Research by Experian suggests that 67% of Gen Zers and 62% of millennials use AI to manage their personal finances, including increasing their savings, improving their budgeting, and enhancing their credit score.

As AI matures, retail investors have a growing array of AI‑enabled tools at their fingertips, each designed to simplify different aspects of the investment process.

  • Robo-advisors: Automated investment platforms that incorporate AI and machine learning into their algorithms to assess risk profiles and build and rebalance portfolios according to investors’ profiles.
  • Algorithmic trading bots: Advanced investors can deploy bots (AI agents) that execute momentum, mean‑reversion, or pairs‑trading strategies 24/7, reacting to microsignals far faster than any human trader.
  • AI-powered ETFs: Funds such as the Amplify AI-Powered Equity ETF (AIEQ) use machine learning to analyze vast amounts of historical data and over one million news and social media sources, informing portfolio composition.
  • AI assistants: Existing chatbots powered by generative AI can parse earnings call transcripts, summarize market‑moving headlines, and answer ad‑hoc questions about sectors or individual stocks in real time.
  • Predictive analytics platforms: Tools like Kavout’s K Score employ deep learning to rank equities by their probability of outperformance and detect subtle shifts in investor sentiment.

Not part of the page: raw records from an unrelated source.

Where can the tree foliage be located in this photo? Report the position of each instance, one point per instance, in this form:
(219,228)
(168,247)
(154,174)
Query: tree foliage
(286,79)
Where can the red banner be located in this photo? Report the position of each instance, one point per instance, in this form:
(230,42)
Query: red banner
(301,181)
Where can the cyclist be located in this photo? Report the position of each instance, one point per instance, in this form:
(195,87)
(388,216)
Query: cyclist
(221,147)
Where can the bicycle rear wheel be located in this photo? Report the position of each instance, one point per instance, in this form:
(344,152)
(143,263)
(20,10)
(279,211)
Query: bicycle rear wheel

Can AI Help Your Portfolio?

Many non-investors say they don’t invest because they lack knowledge about how to begin and lack confidence in their ability to create an investment plan. AI can help break down and personalize financial reports and other materials through interactive, on‑demand tools. The World Economic Forum survey found that 28% of investors use AI chatbots to help guide their financial decisions, and 42% of current investors say they would invest more if an AI chatbot were assisting them.

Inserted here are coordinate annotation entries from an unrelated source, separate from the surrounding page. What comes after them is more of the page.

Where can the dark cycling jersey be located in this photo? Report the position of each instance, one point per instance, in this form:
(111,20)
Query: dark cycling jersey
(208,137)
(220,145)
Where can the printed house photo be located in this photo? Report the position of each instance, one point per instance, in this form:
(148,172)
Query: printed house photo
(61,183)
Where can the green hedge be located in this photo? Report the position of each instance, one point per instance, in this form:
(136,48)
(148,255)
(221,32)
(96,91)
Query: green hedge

Meanwhile, concerns about model bias, inaccuracies, data privacy, platform outages, and a lack of transparency underscore the need for caution when using these systems.

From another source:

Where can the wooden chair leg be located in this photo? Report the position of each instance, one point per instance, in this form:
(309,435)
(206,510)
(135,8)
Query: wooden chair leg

Risks and Opportunities of AI Investing

Potential Benefits

  • Removes emotion, bias, and human error

  • Can process many trading signals across multiple economic and non-economic indicators

  • More accessible/lower-cost than traditional advisors

  • Can adjust to individual goals, timelines, and risk tolerances as markets evolve

Key Risks

  • AI trained on historical data may falter when markets shift unexpectedly

  • AI lacks transparency and accountability, making it difficult to debug decisions

  • Data gaps and biases, outages, or platform glitches (e.g., “hallucinations”) could lead to unintended negative consequences

  • Increasing volumes of personal and financial data being collected may pose privacy and cybersecurity vulnerabilities

The Bottom Line

AI is no longer the future of personal finance—it’s already here. Millennials and Gen Zers are increasingly embracing these tools. If you’re looking to tighten up your portfolio, you might consider experimenting with a robo-advisor, investing in an AI‑powered ETF, or using an AI research assistant. Just remember: AI can only help with, not replace, sound financial judgment.